With the worst of winter still to come, several companies have joined together with a Boston institution to help stave off hunger during the weeks ahead. And they’re using 2.5 tons of meats and cheeses to do it.
Philadelphia deli meat and cheese company Dietz & Watson partnered with Roche Bros. Supermarkets to drop-off a 5,000-pound delivery of premium deli meats and cheeses to The Greater Boston Food Bank Tuesday afternoon, in hopes of helping people experiencing food insecurity this winter.
“There’s something really special about bringing three separate teams together for the same cause.
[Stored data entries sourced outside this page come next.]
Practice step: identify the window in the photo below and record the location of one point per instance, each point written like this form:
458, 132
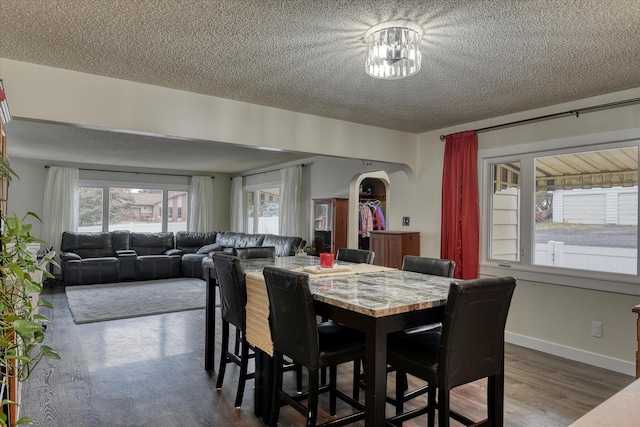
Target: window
572, 209
91, 209
263, 210
131, 208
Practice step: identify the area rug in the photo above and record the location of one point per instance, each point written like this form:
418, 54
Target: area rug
96, 303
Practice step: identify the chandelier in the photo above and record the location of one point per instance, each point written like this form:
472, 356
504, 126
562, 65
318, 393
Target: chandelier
393, 51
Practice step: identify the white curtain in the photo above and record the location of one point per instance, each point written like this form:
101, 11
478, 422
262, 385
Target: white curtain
60, 210
237, 208
290, 201
201, 205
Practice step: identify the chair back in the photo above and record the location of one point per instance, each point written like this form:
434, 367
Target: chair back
361, 256
292, 315
255, 252
233, 289
434, 266
472, 343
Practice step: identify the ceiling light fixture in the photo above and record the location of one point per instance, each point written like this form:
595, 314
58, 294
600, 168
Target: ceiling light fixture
393, 50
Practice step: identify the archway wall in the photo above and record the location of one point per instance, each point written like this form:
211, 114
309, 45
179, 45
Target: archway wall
354, 200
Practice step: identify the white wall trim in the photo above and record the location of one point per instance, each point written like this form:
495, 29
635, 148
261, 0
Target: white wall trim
570, 353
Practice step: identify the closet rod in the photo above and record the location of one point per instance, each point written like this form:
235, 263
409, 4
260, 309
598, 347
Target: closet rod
137, 173
577, 112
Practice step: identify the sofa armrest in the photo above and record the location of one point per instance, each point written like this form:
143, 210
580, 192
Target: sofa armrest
172, 252
70, 256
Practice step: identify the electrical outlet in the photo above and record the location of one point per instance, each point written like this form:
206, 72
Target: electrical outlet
596, 329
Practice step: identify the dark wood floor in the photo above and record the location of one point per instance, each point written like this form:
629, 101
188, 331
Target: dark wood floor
148, 371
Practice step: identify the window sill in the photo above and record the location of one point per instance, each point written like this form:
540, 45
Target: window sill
594, 280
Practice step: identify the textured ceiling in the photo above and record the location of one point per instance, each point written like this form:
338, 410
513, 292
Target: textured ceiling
481, 59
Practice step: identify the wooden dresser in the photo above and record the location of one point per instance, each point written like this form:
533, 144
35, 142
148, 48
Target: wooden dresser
390, 247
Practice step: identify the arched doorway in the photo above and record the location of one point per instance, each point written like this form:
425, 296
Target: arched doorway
366, 187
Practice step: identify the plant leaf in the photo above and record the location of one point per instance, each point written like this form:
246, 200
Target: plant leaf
49, 352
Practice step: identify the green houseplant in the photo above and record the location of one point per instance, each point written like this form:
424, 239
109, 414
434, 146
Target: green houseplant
21, 327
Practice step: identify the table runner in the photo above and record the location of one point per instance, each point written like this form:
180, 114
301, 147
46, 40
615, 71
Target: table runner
258, 330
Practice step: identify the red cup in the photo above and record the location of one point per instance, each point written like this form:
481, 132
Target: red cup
326, 260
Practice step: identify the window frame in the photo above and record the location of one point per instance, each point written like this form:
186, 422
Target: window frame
524, 269
255, 188
106, 185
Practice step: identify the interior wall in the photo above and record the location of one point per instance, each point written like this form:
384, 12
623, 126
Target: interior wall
552, 318
26, 193
47, 93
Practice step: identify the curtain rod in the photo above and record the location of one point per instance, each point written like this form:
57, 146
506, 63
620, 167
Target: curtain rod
577, 112
137, 173
274, 170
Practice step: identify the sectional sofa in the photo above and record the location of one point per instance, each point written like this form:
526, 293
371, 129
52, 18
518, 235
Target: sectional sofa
117, 256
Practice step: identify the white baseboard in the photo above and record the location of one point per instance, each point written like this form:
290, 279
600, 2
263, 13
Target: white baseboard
617, 365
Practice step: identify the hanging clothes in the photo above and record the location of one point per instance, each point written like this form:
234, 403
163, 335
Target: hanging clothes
381, 221
366, 220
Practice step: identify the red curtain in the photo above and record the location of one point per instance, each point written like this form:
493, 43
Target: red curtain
460, 235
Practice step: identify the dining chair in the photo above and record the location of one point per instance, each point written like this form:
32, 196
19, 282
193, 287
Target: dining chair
296, 334
425, 265
469, 347
361, 256
433, 266
233, 301
248, 253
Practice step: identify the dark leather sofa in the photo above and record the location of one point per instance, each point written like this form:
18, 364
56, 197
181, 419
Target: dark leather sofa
105, 257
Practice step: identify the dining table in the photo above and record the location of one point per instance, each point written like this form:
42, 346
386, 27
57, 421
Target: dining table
377, 300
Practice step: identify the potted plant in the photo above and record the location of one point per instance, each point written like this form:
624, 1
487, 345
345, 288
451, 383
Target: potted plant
21, 327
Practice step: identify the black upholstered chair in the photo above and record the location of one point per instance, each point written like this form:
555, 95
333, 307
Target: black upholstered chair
424, 265
255, 252
296, 334
361, 256
434, 266
233, 301
469, 347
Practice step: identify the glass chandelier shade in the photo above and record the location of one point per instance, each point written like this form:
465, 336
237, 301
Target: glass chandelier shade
393, 53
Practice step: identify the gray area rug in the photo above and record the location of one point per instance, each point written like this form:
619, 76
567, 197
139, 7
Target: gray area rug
95, 303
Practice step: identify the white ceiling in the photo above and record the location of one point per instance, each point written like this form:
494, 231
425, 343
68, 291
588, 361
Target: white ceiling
481, 59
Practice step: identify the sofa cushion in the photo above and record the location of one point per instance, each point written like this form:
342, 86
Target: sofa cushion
88, 244
190, 241
285, 245
151, 243
227, 239
120, 239
249, 240
209, 248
I thought it was very impactful,” said Taylor Grissinger, New England retail marketing manager of Dietz & Watson. “The food bank was very grateful for that.”
This is the deli company’s third year working with Roche Bros. and donating to the food bank as part of their in-store program, Families Helping Families.
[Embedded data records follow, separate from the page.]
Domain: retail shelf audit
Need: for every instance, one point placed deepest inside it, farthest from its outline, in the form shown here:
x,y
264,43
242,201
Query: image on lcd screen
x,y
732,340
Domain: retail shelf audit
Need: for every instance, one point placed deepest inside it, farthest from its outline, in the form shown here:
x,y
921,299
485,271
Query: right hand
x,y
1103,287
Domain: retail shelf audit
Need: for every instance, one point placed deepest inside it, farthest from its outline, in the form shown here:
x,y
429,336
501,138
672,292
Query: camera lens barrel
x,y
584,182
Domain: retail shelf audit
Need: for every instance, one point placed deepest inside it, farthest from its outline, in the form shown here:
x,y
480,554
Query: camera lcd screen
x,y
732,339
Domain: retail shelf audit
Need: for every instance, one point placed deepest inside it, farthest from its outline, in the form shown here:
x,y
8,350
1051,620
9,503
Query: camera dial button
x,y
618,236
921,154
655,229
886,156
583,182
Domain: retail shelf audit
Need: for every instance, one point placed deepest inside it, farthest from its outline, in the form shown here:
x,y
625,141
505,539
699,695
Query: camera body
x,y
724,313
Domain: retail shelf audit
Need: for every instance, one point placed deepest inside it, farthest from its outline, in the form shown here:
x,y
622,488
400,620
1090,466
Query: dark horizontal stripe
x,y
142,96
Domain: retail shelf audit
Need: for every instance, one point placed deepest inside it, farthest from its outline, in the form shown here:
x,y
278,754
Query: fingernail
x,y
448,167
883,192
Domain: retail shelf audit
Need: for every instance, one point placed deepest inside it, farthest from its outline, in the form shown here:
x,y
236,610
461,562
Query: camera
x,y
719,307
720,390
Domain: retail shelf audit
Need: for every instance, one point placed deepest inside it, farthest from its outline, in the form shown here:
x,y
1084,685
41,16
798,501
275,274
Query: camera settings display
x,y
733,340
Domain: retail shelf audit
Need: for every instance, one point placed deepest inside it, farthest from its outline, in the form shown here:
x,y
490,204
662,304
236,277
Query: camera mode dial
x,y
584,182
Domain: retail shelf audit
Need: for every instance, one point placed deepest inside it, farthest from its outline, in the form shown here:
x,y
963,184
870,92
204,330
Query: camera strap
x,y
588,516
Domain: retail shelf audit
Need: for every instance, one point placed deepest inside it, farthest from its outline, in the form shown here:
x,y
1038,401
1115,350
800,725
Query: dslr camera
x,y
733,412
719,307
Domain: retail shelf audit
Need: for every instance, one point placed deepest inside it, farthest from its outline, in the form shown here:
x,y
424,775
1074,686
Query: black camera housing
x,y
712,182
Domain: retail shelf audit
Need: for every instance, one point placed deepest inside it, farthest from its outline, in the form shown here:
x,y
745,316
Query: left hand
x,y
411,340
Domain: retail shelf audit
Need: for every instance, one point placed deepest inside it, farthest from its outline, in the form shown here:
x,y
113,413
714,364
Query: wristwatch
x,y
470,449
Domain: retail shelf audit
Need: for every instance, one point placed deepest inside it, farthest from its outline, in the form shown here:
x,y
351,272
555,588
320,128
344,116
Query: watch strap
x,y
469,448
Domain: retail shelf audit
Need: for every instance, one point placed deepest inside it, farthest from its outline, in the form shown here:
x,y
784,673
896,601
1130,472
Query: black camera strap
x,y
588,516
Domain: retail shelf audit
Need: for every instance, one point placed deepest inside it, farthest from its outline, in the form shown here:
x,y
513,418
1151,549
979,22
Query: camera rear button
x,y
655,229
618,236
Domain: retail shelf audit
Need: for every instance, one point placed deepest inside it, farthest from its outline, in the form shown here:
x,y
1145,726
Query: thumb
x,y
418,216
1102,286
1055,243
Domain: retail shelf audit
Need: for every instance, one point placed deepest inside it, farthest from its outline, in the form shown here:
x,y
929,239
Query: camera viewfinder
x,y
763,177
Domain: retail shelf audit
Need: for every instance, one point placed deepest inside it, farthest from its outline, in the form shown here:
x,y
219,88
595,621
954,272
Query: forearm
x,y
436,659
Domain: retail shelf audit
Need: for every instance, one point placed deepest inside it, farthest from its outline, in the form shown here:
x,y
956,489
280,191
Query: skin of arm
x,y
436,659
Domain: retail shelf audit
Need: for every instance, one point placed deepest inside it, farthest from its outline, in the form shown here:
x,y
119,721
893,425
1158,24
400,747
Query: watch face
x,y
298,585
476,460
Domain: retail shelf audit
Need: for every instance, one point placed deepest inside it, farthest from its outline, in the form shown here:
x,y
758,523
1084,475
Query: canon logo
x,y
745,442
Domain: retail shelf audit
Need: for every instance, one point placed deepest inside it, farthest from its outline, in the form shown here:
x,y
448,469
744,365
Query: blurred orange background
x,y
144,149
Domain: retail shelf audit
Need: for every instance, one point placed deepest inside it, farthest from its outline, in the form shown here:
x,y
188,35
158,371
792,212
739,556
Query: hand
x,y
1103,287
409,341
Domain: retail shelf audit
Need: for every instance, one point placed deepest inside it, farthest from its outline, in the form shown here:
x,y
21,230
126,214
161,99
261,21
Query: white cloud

The program is a Dietz & Watson charitable purchase initiative run in partnership with varying supermarkets around the country, which invites consumers to purchase products at their local retailers, and for every pound of meat or cheese bought, a donation is made back to support a local charity chosen within the retailer’s community.
And based on a percentage of shopper purchases made during the family program, which ran from November through December, that donation added up to 2.5 tons of meats and cheeses.
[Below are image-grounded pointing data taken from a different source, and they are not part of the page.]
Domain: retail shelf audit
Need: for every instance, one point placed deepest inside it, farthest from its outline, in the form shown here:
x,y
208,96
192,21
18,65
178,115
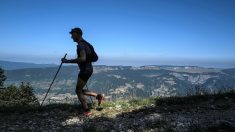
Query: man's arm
x,y
82,58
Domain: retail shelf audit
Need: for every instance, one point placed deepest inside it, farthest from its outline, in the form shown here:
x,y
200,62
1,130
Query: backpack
x,y
92,57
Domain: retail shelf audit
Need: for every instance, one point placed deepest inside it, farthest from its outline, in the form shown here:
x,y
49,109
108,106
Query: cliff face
x,y
194,113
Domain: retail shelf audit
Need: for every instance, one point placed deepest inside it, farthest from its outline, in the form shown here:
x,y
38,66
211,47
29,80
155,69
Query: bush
x,y
15,98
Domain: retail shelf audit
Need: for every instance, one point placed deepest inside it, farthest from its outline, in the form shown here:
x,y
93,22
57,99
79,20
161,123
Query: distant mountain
x,y
7,65
126,81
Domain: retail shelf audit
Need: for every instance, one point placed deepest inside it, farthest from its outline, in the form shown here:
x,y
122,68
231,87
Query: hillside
x,y
209,113
120,82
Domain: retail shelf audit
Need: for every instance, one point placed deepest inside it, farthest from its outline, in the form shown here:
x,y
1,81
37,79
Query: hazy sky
x,y
123,32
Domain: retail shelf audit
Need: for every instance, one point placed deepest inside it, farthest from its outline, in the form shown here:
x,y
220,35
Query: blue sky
x,y
123,32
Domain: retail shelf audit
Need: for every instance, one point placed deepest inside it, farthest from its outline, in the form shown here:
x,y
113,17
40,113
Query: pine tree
x,y
2,77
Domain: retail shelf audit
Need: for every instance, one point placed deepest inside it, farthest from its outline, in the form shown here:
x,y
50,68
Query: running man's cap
x,y
77,30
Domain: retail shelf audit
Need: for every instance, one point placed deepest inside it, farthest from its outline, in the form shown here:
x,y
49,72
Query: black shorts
x,y
85,75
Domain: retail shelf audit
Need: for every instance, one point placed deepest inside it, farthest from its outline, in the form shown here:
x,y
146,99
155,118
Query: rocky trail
x,y
199,113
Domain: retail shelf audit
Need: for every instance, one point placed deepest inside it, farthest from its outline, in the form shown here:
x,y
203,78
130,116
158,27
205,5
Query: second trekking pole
x,y
52,81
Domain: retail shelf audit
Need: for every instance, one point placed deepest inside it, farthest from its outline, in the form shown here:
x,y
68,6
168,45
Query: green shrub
x,y
13,98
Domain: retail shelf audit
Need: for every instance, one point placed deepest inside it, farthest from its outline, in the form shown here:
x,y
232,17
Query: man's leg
x,y
89,93
79,92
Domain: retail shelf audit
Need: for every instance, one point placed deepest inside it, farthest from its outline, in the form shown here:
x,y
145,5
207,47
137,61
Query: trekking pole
x,y
53,81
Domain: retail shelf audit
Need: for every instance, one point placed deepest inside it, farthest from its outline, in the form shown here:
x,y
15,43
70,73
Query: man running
x,y
86,69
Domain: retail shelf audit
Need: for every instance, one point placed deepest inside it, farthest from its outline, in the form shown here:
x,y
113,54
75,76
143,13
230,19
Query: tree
x,y
2,77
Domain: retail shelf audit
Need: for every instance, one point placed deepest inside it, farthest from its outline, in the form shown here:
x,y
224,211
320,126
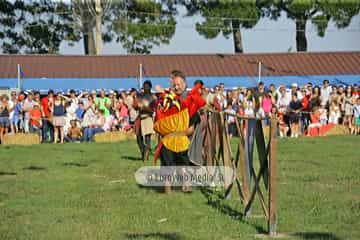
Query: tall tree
x,y
136,24
142,24
226,17
35,26
320,13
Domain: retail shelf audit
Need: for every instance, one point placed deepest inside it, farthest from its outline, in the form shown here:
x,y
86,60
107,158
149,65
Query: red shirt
x,y
315,117
306,103
46,104
36,113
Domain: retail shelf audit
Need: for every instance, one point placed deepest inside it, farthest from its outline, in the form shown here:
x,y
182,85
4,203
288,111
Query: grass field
x,y
88,191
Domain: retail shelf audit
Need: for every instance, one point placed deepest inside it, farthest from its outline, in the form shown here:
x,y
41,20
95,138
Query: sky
x,y
279,35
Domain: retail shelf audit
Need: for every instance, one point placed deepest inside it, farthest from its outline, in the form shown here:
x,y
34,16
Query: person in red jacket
x,y
305,115
175,121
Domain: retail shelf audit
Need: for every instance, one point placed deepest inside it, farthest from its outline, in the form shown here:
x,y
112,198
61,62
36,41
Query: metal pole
x,y
272,177
98,17
19,78
259,72
140,74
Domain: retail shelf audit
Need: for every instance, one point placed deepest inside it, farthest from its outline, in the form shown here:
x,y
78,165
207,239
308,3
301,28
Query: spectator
x,y
259,94
27,107
131,102
249,104
315,121
16,120
98,127
283,127
35,120
46,106
231,120
325,93
5,110
37,97
274,93
103,103
334,112
357,116
323,115
58,111
295,90
74,133
12,103
315,99
80,111
347,107
283,101
294,115
267,103
356,92
144,126
90,113
305,115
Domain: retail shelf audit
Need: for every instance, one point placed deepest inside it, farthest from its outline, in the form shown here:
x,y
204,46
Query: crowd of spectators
x,y
298,109
77,117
“Because we’re growing sales as a service deli, we’re able to increase our donations,” Grissinger said.
In the past, she said, the company would donate money, but came to realize a product donation was more impactful, noting how the food bank said their 2.5 tons of food will turn into 15,000 possible meals.
In Mass., one in 11 people reportedly struggle with hunger and one in nine are children, according to Feeding America’s Map the Meal Gap 2019 study.
GBFB, a member of Feeding America, reports that it provides over 68.5 million pounds of healthy food each year, feeding more than 142,000 people each month through its network of 530 member agencies in the 190 cities and towns across Eastern Mass.
Since Grissinger works on the cause from the inside, she said she often can’t see that impact, but knowing it’s there is just as valuable.
“One of our pillars is family and community so it was really important for us to not only say we were making an impact behind the scenes, but to actually get out there and touch people’s lives,” she said. “It’s important for us to be wading into these important issues like hunger relief.”